When she was out of earshot, Sam spread his hands, palms out, and looked Dr. Menard in the eye. “Sorry about the tap on the head there. I jumped to conclusions. I ah . . . sorry.”

Dr. Menard touched the raw spot on his forehead and winced. He shrugged. “I’ll live. Could have been worse, I guess.”

“Things can always be worse,” Ed said. “You’ll have to accept our unofficial apologies for the time being. You want to file a complaint or anything like that, I suppose somebody might get back to you in a couple of months. Or years. There’s not much rush to investigate things when cops overstep their bounds here, you understand.”

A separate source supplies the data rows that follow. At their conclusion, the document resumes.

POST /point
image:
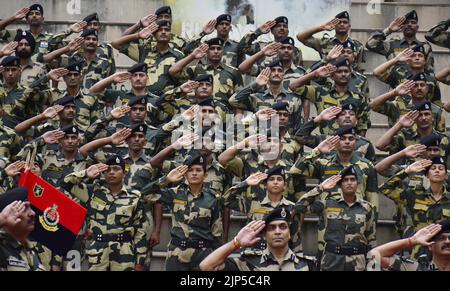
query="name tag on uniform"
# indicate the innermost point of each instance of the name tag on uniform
(100, 201)
(332, 209)
(332, 172)
(43, 44)
(181, 202)
(261, 211)
(17, 263)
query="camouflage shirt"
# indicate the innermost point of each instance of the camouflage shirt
(304, 136)
(377, 43)
(16, 257)
(439, 34)
(111, 214)
(343, 225)
(193, 217)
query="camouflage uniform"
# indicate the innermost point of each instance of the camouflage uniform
(87, 106)
(251, 162)
(408, 136)
(42, 40)
(250, 47)
(419, 203)
(390, 49)
(254, 97)
(404, 104)
(33, 71)
(227, 81)
(196, 223)
(16, 257)
(325, 44)
(231, 54)
(320, 167)
(255, 204)
(256, 260)
(325, 98)
(10, 144)
(18, 104)
(121, 98)
(397, 263)
(304, 136)
(345, 227)
(159, 80)
(400, 74)
(97, 70)
(116, 222)
(439, 35)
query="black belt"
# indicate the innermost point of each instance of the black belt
(121, 237)
(346, 250)
(194, 243)
(260, 245)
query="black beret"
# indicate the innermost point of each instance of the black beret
(276, 171)
(425, 105)
(164, 23)
(215, 41)
(70, 129)
(36, 7)
(27, 36)
(17, 194)
(282, 19)
(163, 10)
(274, 64)
(287, 40)
(65, 100)
(206, 102)
(10, 61)
(223, 17)
(349, 106)
(419, 49)
(281, 105)
(75, 66)
(419, 77)
(196, 159)
(141, 67)
(348, 45)
(412, 15)
(90, 32)
(116, 160)
(204, 78)
(137, 100)
(431, 140)
(343, 15)
(438, 161)
(445, 227)
(279, 213)
(350, 171)
(347, 129)
(139, 128)
(92, 17)
(341, 63)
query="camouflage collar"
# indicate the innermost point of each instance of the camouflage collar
(283, 201)
(142, 157)
(267, 257)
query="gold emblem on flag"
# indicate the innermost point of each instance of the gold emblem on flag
(38, 191)
(50, 219)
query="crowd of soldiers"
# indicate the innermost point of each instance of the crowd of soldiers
(129, 156)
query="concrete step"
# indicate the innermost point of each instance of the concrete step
(381, 16)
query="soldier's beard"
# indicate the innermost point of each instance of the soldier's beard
(24, 54)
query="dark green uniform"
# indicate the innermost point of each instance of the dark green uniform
(196, 223)
(17, 257)
(377, 43)
(115, 221)
(349, 230)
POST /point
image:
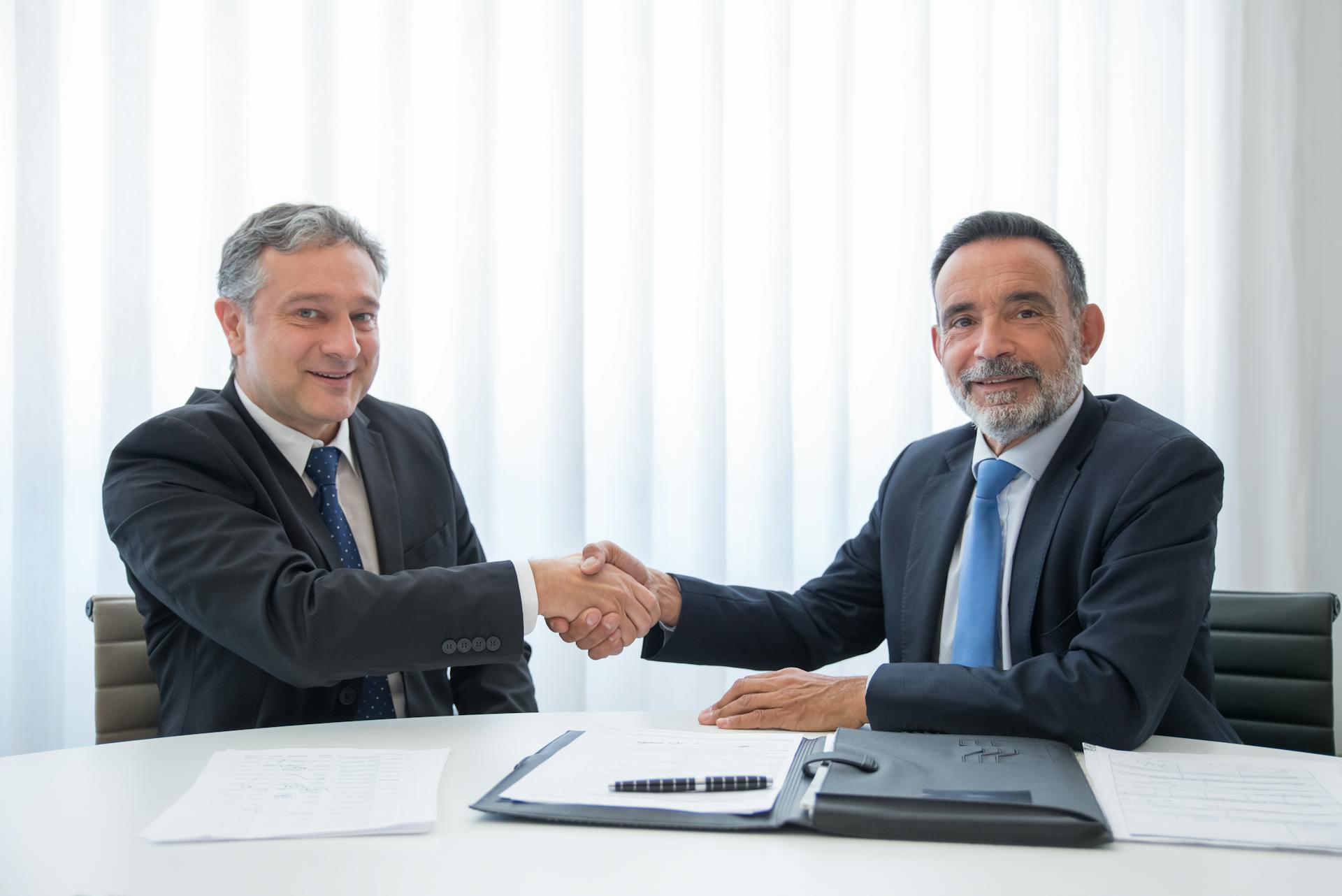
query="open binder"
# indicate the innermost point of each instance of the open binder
(886, 785)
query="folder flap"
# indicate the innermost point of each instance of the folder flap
(974, 789)
(786, 808)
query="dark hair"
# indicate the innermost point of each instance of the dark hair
(1004, 226)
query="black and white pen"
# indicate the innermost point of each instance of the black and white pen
(685, 785)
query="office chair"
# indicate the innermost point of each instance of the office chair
(1273, 660)
(125, 693)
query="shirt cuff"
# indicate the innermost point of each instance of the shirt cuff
(526, 588)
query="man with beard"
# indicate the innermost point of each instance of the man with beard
(1044, 572)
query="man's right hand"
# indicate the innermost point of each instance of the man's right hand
(587, 630)
(621, 609)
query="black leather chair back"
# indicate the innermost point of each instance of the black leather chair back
(1273, 656)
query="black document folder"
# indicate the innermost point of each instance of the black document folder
(886, 785)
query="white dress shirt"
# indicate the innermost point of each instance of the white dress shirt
(353, 500)
(1032, 456)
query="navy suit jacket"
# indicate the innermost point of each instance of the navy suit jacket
(1109, 593)
(249, 616)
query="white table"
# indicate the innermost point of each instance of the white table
(70, 823)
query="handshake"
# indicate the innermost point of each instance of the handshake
(604, 598)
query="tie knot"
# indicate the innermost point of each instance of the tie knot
(321, 465)
(993, 477)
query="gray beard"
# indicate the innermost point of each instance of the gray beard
(1003, 417)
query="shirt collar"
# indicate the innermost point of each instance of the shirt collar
(1037, 451)
(296, 446)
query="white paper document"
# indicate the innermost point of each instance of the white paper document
(1234, 801)
(254, 795)
(583, 772)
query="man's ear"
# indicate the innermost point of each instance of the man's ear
(1092, 331)
(234, 322)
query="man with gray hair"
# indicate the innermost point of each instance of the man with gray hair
(1043, 572)
(301, 551)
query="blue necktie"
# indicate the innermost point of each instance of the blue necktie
(375, 700)
(981, 569)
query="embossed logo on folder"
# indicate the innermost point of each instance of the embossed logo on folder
(987, 750)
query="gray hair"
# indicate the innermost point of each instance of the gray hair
(1003, 226)
(286, 227)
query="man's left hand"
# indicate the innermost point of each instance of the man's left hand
(791, 699)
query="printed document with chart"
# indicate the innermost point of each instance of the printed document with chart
(254, 795)
(1274, 802)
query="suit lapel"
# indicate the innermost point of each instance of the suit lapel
(290, 483)
(941, 519)
(1037, 530)
(383, 500)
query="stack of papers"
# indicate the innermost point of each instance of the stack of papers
(583, 772)
(1270, 802)
(252, 795)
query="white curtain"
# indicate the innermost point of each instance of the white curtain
(659, 266)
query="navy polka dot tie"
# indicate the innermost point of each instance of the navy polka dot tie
(375, 700)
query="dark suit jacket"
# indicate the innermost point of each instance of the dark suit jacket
(249, 616)
(1109, 593)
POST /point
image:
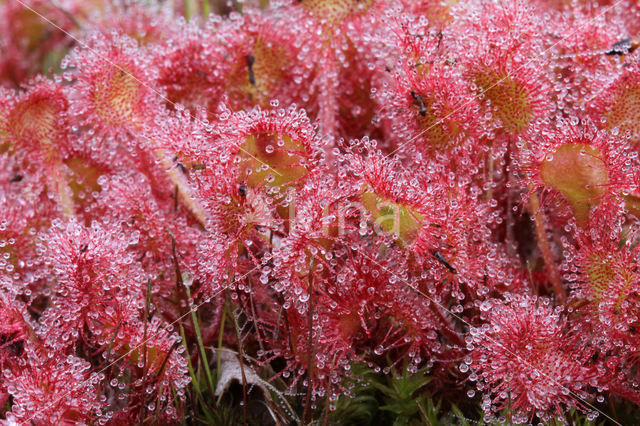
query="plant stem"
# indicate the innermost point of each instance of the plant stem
(545, 249)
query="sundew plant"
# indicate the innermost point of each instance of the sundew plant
(327, 212)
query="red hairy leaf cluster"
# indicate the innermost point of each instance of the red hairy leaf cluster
(439, 187)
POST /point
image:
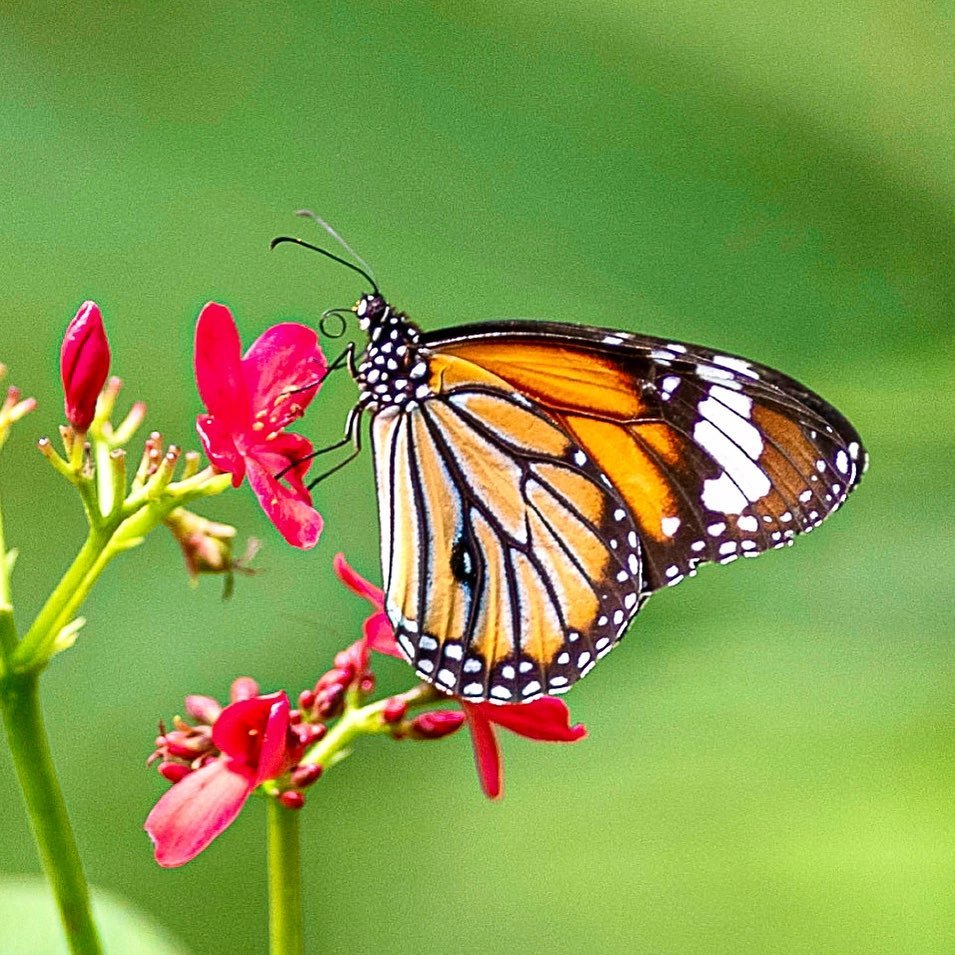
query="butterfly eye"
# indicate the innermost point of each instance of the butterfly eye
(462, 562)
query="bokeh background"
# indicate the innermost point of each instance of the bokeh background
(771, 760)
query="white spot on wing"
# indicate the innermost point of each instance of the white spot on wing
(670, 525)
(737, 364)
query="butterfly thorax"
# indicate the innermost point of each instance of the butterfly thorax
(393, 370)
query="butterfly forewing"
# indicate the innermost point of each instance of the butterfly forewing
(538, 481)
(714, 456)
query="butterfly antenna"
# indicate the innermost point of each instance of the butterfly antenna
(328, 255)
(308, 214)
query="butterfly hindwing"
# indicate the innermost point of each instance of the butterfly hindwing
(511, 562)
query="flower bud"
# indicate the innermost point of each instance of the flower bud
(243, 688)
(436, 723)
(304, 776)
(330, 701)
(206, 545)
(309, 733)
(292, 799)
(395, 709)
(203, 709)
(174, 772)
(84, 365)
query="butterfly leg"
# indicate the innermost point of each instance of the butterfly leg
(352, 436)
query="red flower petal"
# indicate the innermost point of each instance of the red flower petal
(194, 811)
(282, 371)
(487, 755)
(546, 719)
(356, 583)
(294, 518)
(219, 444)
(240, 731)
(274, 755)
(219, 369)
(84, 365)
(380, 635)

Dr. Menard shook his head. “Understood.”

The waitress refilled their mugs. More customers trickled inside. The place grew louder.

“So what now?” Dr. Menard asked.

“We find ourselves a bar, baby,” Qween said, settling back into the booth.

“Damned if I’ve got a better idea,” Sam said.

“I could go to the media,” Dr. Menard said. “Let people know what’s really going on down here. Get the public’s attention. You guys know somebody at the newspapers or one of the TV stations, right?”

Sam snorted and shook his head. As a general rule, detectives did not hang out with anybody associated with the media.

“Maybe,” Ed said. “I got maybe someone that would listen.”

Sam was curious. “Who the hell do you talk to?”

Ed said, “None of your damn business.”

Sam grinned. “Oh, now I know. It’s that short one, that poor girl they send out to car crashes and bad weather.”

“Yeah. So what.” A pause. “Don’t you dare tell Carolina.”

“Never.”

Ed wandered away to make the call. They heard him say, “Is this the famous hotshot girl reporter, Cecilia Palmers?” and laugh.

Qween said, “I already tried this, and nobody listened.”